Плач раздался снова — яростный, требовательный крик младенца. Тряпки, в которые он был завернут, размотались, и малыш торопливо полз к нему от тела матери — совсем голый, крепенький мальчик с толстыми, в перевязочках, ножками.

«Ты с ума сошел! — подумал он. — Не смей! Если не дойдешь… Это же предательство… ты их всех предаешь… живых и мертвых… даже нерожденных… тех, что родятся рабами. Один или тысячи? Нет! Я не смею помочь тебе, бедняга…»

Он нагнулся, кое — как завернул ребенка в тряпье и взял его на руки.

Малыш кричал и все хватал его открытым ротиком, потом вдруг замолк и тихонько засопел, изредка громко всхлипывая.

«Дурак! — думал он. — Подлец! Зачем? Если я встречу людей… Может быть, я все — таки встречу людей?»

А потом он уже ни о чем не думал. Шел сквозь густеющую темноту, и теплое тельце ребенка страшной тяжестью лежало у него на груди.

Выкатилась луна, огромная, медная, обозначила зубчатые верхушки леса, острую крышу уцелевшей мельницы. Здесь надо сворачивать. Он больно запнулся о камень и шепотом выругался. Добраться бы до Графова родника… укромное местечко… мы с Клареном там ночевали, когда охотились в этих местах.

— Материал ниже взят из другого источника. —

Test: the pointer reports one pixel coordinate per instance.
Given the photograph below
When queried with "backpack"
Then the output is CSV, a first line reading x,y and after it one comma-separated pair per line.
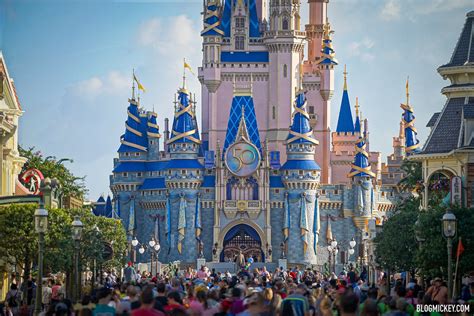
x,y
12,302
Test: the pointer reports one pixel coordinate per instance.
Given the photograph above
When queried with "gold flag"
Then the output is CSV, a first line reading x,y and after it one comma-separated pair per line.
x,y
186,65
140,86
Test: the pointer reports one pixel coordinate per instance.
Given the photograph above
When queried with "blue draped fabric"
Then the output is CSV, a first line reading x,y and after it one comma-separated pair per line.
x,y
168,223
236,230
316,225
197,220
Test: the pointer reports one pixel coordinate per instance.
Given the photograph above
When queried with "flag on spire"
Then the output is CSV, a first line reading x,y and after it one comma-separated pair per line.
x,y
140,86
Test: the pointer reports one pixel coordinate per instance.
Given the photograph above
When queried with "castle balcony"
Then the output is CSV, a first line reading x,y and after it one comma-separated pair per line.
x,y
234,207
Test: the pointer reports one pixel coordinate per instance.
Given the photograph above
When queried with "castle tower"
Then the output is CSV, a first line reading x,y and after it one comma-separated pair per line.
x,y
183,180
285,44
301,176
346,136
153,133
319,81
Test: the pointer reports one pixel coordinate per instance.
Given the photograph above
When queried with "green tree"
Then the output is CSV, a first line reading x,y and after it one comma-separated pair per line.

Он даже поморщился от боли. Кларен… самый лучший из друзей… а я его бросил у стен Барраса… непогребенным. Еще одна боль и еще одна вина… а сколько их будет, если не дойду? Единственный, кто достоин вести переговоры с надменным властителем Тиррина — как же, владелец капельки королевской крови! Он горько усмехнулся, таким далеким и жалким было это родство, и так мало оно значило для него раньше. Врешь! Кое — что значило. Позволяло тебе быть самим собой и плевать на то, что шепчут у тебя за спиною. Это теперь все потеряло смысл. Осталось одно: ты, мужчина, солдат, позволил врагам захватить свою страну и глумиться над ней. И если ты не дойдешь…

За Сухим логом пошел матерый лес. Черный, жуткий, полный неведомых опасностей. И руки заняты — ни от врага, ни от зверя не отбиться. Если…

— Все равно дойду! — сказал он вслух. — Дойду — будьте вы все прокляты!

…Сначала он почуял запах дыма и замер, осторожно вслушиваясь в темноту. Место — то занято. Все один к одному… может, беженцы? Чужому сюда непросто попасть…

Он крался к поляне, как зверь, ногами видя каждый корень. Усталости как ни бывало, — снова стали зорки глаза и упруго тело. Только внутри пустота. Ни страха, ни надежды. Ничего. Совсем ничего.

Красный отблеск по веткам, он опять остановился, осторожно перехватил ребенка, освобождая руку. И тут проклятый младенец заорал. Он испуганно зажал ему рот, но ребенок все бился, выгибаясь дугой, и он невольно удивился тому, сколько силы в этом крохотном тельце.

— Эй, кто там? — окликнул от костра женский голос. — Иди, не бойся!

Он опять взял младенца двумя руками и вышел на свет. Их было человек десять — несколько женщин с детьми и старик, большой и седоусый. Рядом с ним прикорнули двое белоголовых мальчишек. Они не проснулись, хоть младенец орал, как боевая труба.

Женщины и старик молча глядели на вооруженного человека с ребенком на руках, и ни страха, ни удивленья не было в их опустевших от горя лицах.

Он стоял перед ними с орущим младенцем на руках, и все тот же вопрос, тот же трижды распроклятый вопрос чудился ему в их глазах: как ты это допустил? Как ты посмел это допустить?

— Дай, — не поднимаясь, сказала одна из женщин, и он молча протянул ей ребенка. Она положила малыша на колени, равнодушно расстегнула платье и дала младенцу грудь. Мальчик захлебнулся криком, захлюпал, зачмокал.